Read Psalm 22
A Declaration Of Praise
Have you ever gone through a time in your life in which it seemed nothing could go right? You felt like you were losing at every turn, and even spiritually, it appeared that the God had turned His back on you, too? These emotions surfaced in David’s writing of the twenty-second Psalm.
This passage is what is called a “Messianic Psalm.” While David reflected on his own life, the Holy Spirit inspired the poet to write things that would also be applicable to the Son of God when He came to save man. What is stated in hyperbolic fashion about David’s tribulations are fulfilled to the letter in the sacrifice of the Suffering Servant. In fact, the first line of this Psalm is quoted by Jesus from the cross: “My God, My God, why have You forsaken Me?” (Psalm 22:1; Matthew 27:46).
David writes, “But I am a worm, and no man; a reproach of men, and despised by the people. All those who see Me ridicule Me; they shoot out the lip, they shake the head, saying, “He trusted in the Lord, let Him rescue Him; let Him deliver Him, since He delights in Him!” (Psalm 22:6-8). Is this not precisely what happened, as passersby “blasphemed Him, wagging their heads” (Matthew 26:39ff)? They mocked Him, saying, “He trusted in God; let Him deliver Him now if He will have Him; for He said, ‘I am the Son of God’” (Matthew 27:43).
David prophesied about the Son of God’s thirst (Psalm 22:15; John 19:28-29), the piercing of Jesus’ hands and feet (Psalm 22:16; John 20:25), the spectacle of His public crucifixion (Psalm 22:17; Luke 23:27, 35), the division of His garments (Psalm 22:18; John 19:23-24), the declaration and praise of His name “in the midst of the assembly” (Psalm 22:22; Hebrews 2:12).

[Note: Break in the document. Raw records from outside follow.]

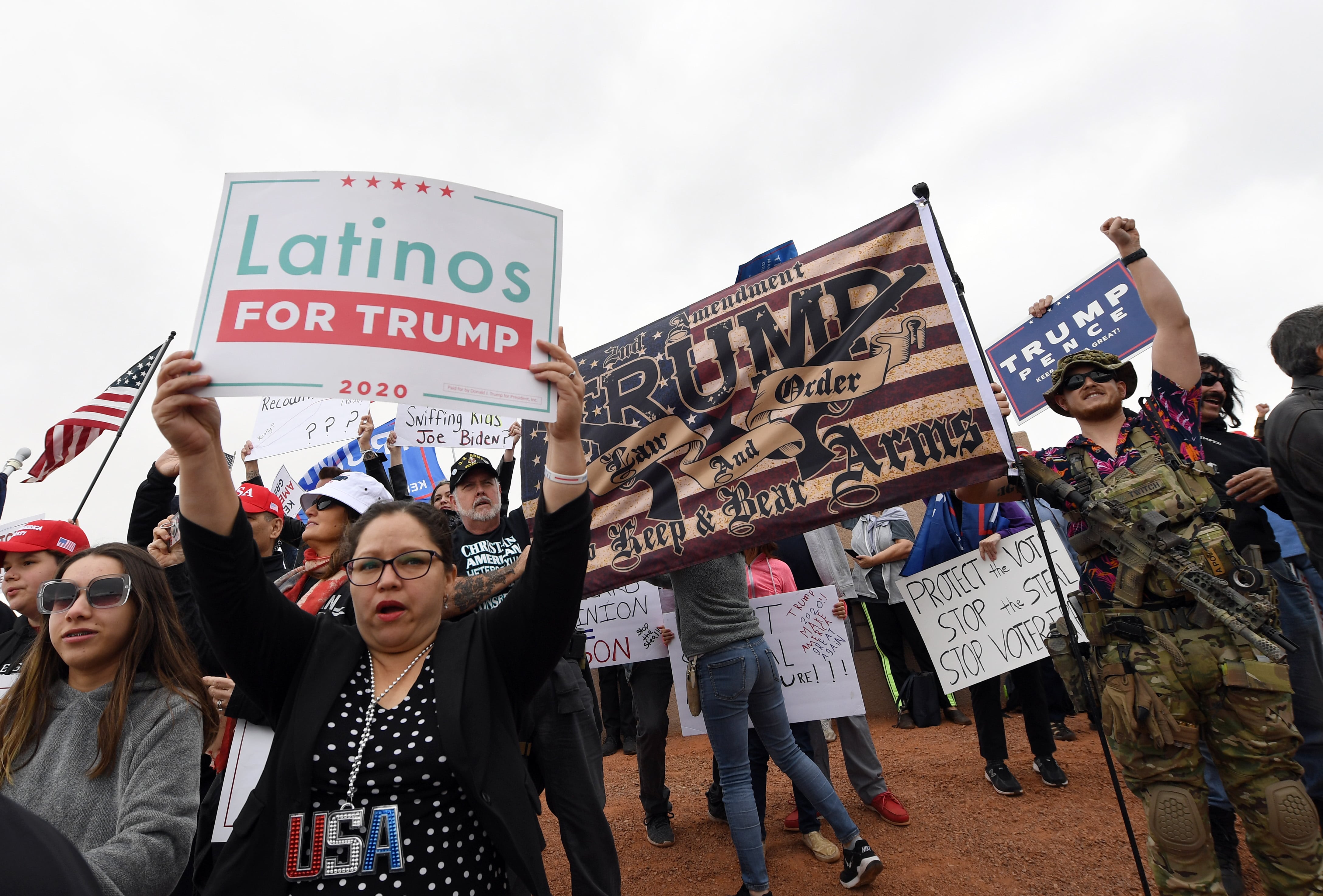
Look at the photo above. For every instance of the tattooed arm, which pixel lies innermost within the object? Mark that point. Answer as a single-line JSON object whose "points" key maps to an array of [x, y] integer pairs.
{"points": [[472, 591], [990, 493]]}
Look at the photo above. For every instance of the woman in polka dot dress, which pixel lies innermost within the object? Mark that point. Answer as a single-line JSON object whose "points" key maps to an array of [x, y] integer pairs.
{"points": [[396, 766]]}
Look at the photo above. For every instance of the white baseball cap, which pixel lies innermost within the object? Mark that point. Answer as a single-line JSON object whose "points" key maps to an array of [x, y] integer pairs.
{"points": [[355, 490]]}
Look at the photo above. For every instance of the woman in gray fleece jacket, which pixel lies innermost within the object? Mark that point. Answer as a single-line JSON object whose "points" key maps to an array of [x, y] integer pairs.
{"points": [[102, 734]]}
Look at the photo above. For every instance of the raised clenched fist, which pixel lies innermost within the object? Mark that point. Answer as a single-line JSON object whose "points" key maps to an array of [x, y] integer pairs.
{"points": [[1122, 232]]}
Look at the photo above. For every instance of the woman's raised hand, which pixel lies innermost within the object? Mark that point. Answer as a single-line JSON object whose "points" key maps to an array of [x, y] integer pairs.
{"points": [[564, 449], [191, 424], [563, 372]]}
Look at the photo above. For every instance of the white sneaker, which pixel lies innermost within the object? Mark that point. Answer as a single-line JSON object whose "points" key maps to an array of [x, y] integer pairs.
{"points": [[822, 849]]}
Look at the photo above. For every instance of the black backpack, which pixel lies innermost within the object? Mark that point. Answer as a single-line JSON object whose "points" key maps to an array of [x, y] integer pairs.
{"points": [[921, 698]]}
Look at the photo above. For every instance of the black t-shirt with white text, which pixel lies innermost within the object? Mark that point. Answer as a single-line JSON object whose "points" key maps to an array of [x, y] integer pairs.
{"points": [[483, 554]]}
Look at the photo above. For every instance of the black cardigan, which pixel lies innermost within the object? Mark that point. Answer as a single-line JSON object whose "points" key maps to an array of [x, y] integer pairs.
{"points": [[294, 665]]}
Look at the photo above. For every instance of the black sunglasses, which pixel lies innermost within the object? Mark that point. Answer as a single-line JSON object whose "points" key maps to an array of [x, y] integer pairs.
{"points": [[104, 593], [410, 564], [327, 503], [1077, 380]]}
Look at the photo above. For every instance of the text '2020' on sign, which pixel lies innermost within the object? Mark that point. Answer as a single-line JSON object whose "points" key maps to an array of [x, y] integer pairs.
{"points": [[380, 286]]}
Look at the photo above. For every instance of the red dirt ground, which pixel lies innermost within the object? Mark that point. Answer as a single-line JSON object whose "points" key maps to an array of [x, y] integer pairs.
{"points": [[964, 838]]}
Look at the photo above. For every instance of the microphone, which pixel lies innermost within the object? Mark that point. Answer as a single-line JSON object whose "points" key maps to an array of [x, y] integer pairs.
{"points": [[15, 464]]}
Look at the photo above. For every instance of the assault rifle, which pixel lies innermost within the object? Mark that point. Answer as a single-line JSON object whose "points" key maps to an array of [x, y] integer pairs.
{"points": [[1148, 545]]}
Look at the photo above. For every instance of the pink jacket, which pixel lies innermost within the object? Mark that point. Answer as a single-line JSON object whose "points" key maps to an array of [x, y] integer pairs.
{"points": [[769, 576]]}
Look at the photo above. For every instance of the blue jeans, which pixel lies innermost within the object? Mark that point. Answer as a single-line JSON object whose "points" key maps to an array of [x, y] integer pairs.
{"points": [[1301, 624], [740, 683]]}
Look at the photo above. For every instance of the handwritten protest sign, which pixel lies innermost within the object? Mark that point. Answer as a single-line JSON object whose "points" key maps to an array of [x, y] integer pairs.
{"points": [[288, 424], [835, 383], [10, 526], [813, 656], [379, 286], [288, 492], [622, 625], [249, 749], [1103, 313], [981, 619], [420, 427]]}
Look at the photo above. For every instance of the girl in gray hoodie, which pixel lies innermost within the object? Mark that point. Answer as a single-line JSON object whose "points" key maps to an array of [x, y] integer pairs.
{"points": [[102, 734]]}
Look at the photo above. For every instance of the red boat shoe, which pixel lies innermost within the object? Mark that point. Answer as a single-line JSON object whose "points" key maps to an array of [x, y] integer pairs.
{"points": [[890, 808]]}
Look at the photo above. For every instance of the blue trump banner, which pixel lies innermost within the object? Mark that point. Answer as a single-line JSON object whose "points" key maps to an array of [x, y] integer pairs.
{"points": [[831, 384], [767, 261], [1103, 313], [423, 468]]}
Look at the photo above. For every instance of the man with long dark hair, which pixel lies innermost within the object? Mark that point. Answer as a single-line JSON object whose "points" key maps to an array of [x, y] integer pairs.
{"points": [[1169, 670], [1245, 484]]}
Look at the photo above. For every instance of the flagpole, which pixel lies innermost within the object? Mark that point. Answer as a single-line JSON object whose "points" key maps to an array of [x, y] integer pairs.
{"points": [[125, 423], [921, 192]]}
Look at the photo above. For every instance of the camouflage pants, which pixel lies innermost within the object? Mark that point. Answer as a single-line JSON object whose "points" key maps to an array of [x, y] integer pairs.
{"points": [[1252, 735]]}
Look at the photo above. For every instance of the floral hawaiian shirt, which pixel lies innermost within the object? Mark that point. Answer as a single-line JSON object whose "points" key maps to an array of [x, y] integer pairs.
{"points": [[1178, 411]]}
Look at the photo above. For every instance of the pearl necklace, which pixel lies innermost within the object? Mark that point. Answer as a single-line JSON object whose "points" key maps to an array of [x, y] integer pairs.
{"points": [[371, 715]]}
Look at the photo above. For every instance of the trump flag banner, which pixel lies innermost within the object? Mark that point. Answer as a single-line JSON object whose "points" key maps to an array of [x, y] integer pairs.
{"points": [[1103, 313], [831, 384], [380, 286]]}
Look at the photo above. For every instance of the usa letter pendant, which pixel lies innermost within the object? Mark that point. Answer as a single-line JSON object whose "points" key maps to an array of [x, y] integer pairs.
{"points": [[345, 842], [294, 867]]}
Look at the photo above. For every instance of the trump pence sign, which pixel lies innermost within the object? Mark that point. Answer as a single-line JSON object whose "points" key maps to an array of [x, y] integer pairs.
{"points": [[380, 286]]}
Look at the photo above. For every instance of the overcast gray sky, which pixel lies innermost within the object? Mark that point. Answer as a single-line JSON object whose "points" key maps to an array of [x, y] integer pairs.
{"points": [[681, 140]]}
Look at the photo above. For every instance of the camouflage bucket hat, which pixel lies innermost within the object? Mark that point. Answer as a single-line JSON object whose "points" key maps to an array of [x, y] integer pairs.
{"points": [[1125, 371]]}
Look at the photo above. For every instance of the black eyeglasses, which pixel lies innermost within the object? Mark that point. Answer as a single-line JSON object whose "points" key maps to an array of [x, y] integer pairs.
{"points": [[104, 593], [410, 564], [1077, 380]]}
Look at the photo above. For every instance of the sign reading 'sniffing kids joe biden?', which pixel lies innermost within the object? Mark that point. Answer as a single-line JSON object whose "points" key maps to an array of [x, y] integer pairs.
{"points": [[380, 286], [1103, 313]]}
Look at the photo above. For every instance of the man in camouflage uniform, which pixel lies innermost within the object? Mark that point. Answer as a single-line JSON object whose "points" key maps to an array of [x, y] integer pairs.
{"points": [[1170, 673]]}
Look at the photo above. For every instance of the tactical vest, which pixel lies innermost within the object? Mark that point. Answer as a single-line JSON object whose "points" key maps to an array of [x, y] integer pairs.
{"points": [[1178, 489]]}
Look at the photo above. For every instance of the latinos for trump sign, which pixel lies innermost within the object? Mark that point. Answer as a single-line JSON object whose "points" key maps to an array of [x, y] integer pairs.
{"points": [[981, 619], [829, 386], [1103, 313], [380, 286]]}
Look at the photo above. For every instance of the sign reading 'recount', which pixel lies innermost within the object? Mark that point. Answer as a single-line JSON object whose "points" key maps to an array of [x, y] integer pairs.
{"points": [[380, 286]]}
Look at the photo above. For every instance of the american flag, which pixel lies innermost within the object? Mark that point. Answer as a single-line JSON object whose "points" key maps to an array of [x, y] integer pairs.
{"points": [[68, 439]]}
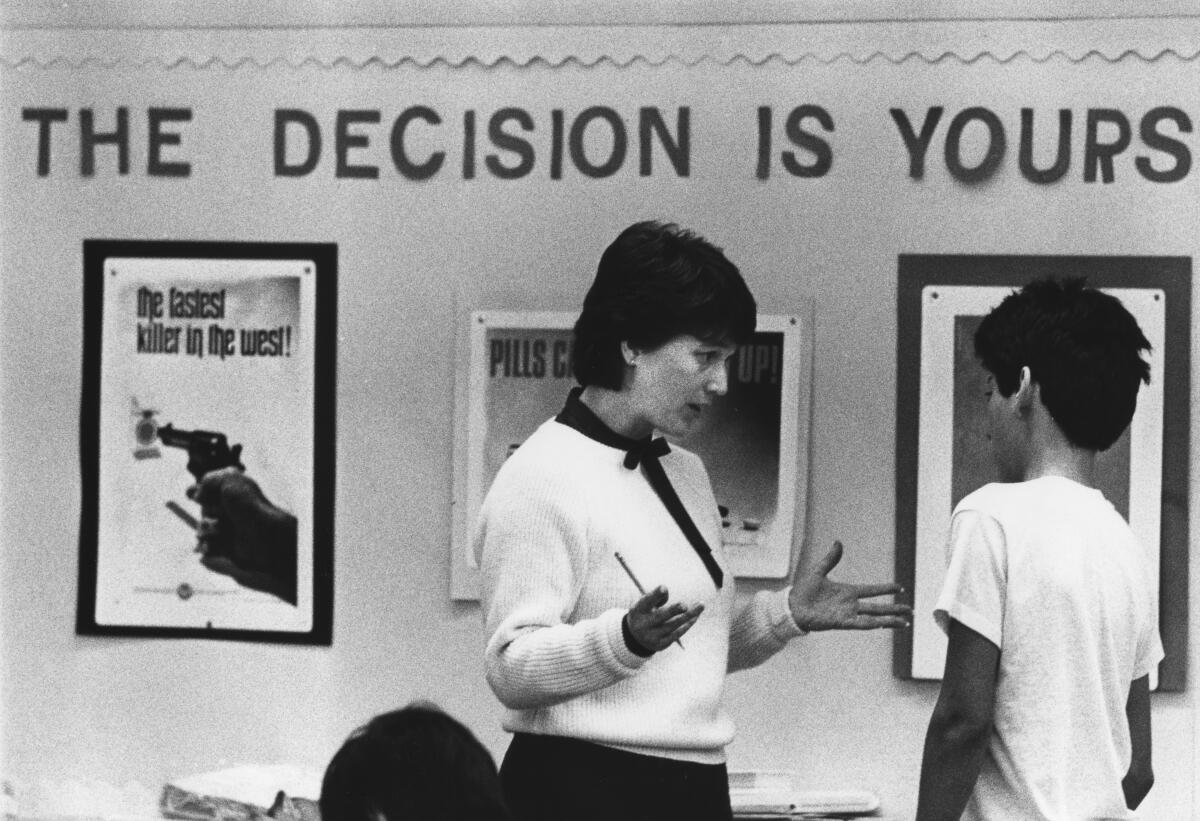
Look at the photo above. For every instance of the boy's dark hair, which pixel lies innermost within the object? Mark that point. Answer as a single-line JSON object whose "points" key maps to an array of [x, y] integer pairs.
{"points": [[654, 282], [414, 763], [1083, 348]]}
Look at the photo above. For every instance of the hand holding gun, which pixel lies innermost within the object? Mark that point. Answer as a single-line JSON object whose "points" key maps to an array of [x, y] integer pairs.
{"points": [[240, 532]]}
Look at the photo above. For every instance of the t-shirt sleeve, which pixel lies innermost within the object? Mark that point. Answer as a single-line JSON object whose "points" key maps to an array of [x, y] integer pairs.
{"points": [[976, 576]]}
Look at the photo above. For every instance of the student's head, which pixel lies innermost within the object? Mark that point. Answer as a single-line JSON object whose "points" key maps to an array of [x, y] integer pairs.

James Burton Coffman points out one more marvelous fact about this inspired poem: “The words here are free of any consciousness whatever of sin; there is no hint of confessing wrongs; there is no call for vengeance against enemies, only unfaltering trust and faith in God. This is utterly unlike David or any other human being who ever lived. The spiritual state of the Sufferer indicates no human being whatever, but the Lord Jesus Christ.”